HONG KONG (Reuters) - Hong Kong democracy activists on Monday vowed to use the site of a controversial museum intended to display national treasures from Beijing’s Palace Museum to commemorate instead China’s bloody crackdown on student-led protests in 1989.
The Hong Kong Palace Museum, announced late in December as part of celebrations marking the 20th anniversary this year of the former British colony’s return to Chinese control, is the latest source of tension between pro- and anti-Beijing forces.
Lee Cheuk-yan, of the Hong Kong Alliance in Support of Patriotic Democratic Movements of China, said he aimed to host activities around the museum to remind people of events outside the palace walls of the Forbidden City on June 4, 1989.
Hong Kong is ruled under a “one country, two systems” formula that gives it wide-ranging freedoms not seen in mainland China, including the right to hold a candlelight vigil to commemorate the Tiananmen crackdown.
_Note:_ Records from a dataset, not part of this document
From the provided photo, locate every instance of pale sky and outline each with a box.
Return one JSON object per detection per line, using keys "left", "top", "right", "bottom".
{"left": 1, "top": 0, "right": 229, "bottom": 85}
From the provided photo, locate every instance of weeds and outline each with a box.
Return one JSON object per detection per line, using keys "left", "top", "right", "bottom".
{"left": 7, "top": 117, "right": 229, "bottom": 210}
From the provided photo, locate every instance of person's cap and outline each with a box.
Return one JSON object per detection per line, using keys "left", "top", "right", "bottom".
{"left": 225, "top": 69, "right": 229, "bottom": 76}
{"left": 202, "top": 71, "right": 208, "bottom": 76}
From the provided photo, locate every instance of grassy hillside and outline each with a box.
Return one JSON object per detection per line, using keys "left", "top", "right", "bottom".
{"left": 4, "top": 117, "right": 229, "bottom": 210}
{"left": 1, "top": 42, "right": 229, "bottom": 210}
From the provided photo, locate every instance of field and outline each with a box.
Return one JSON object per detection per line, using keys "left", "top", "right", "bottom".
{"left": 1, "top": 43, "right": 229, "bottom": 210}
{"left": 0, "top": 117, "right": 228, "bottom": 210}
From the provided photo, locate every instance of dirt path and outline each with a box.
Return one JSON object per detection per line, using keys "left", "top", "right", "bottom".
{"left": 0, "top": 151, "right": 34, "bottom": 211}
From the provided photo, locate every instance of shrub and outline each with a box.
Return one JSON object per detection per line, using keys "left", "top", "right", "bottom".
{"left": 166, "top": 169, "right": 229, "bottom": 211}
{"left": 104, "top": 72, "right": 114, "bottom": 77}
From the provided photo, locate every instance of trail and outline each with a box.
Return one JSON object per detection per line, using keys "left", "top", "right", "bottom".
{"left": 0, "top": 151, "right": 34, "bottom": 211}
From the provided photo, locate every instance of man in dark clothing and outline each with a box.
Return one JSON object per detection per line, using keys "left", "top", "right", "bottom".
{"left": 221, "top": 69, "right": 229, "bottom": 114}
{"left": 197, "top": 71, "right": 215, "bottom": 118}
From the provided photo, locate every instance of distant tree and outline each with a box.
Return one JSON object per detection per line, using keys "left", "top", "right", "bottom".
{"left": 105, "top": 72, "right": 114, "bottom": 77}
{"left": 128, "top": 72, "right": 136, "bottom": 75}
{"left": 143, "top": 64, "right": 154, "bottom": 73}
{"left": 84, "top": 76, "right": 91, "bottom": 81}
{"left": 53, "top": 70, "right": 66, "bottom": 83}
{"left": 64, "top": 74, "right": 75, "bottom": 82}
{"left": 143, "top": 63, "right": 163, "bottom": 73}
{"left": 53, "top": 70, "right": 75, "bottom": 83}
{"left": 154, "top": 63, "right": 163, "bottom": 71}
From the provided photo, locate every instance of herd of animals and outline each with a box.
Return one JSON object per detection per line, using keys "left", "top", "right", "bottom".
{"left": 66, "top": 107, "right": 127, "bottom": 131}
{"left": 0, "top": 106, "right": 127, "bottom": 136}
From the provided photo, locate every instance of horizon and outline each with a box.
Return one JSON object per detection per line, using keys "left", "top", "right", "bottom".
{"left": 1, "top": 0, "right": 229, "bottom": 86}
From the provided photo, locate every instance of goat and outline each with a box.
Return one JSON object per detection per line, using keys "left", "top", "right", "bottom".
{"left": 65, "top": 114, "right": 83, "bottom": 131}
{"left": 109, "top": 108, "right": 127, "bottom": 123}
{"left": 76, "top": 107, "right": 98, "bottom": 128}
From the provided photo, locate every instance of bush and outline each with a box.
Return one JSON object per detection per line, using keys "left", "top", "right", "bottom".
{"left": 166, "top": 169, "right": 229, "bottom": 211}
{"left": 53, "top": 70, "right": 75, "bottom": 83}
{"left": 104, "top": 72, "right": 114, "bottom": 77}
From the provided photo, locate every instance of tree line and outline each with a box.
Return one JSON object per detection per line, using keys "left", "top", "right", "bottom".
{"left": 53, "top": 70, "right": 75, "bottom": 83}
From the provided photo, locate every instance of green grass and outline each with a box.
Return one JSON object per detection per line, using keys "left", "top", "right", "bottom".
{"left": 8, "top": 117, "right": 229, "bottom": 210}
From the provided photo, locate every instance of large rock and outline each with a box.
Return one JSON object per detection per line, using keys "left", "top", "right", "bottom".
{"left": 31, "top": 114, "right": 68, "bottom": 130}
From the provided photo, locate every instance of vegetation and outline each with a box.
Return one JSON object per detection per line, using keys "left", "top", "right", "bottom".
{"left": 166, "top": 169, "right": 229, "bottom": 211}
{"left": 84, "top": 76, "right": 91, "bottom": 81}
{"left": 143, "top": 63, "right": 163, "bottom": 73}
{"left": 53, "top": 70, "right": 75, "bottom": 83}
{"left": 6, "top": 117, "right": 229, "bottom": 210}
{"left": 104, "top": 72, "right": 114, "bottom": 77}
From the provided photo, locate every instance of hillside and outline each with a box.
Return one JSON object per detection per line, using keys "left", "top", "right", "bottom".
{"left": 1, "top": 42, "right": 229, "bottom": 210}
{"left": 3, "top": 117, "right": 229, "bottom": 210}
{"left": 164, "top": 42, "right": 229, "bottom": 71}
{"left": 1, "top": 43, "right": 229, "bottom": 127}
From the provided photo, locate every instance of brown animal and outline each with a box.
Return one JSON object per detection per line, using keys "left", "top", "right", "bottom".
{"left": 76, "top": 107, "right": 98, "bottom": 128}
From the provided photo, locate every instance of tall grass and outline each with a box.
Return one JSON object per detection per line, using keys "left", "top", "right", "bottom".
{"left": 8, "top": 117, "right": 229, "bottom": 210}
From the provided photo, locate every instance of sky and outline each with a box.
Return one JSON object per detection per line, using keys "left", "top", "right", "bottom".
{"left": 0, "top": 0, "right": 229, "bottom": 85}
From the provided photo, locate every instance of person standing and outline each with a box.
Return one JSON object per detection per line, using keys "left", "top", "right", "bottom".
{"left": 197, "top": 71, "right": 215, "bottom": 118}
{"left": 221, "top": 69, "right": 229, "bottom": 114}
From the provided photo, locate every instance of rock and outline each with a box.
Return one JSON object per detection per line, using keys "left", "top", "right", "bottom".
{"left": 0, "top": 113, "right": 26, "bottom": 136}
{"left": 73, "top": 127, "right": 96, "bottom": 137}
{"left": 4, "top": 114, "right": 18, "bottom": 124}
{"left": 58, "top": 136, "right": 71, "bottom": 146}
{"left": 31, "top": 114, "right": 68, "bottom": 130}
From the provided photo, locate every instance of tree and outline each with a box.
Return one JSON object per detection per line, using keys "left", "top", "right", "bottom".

“When we look at this Palace Museum, what it reminds us of is not what is inside, but what happened outside in 1989, when tanks rolled into Tiananmen Square, when the People’s Liberation Army fired on its own people,” said Lee, a former legislator and organiser of the annual commemoration vigil.
“We’ll try to change this Palace Museum into a June 4 Museum,” he added.
For China’s ruling Communist Party, the 1989 demonstrations that clogged Tiananmen Square in Beijing and spread to other cities remain taboo. The government has never released a death toll of the crackdown, but estimates from human rights groups and witnesses range from several hundred to several thousand.
Lee and about 40 protesters, wearing headbands reminiscent of those worn by pro-democracy student protesters outside Tiananmen Square in 1989, on Monday shouted slogans and marched inside a subway station where a meters-long advertisement poster had the Palace Museum splashed across walls.
The museum, due to be completed in 2022, has been criticised by anti-Beijing activists over what they call a lack of consultation by the government in the decision-making process.
A public consultation due to be held on Monday was postponed until Tuesday.
The former imperial palace in the heart of China’s capital is commonly regarded as a physical symbol of the country’s long history and the Communist Party’s might.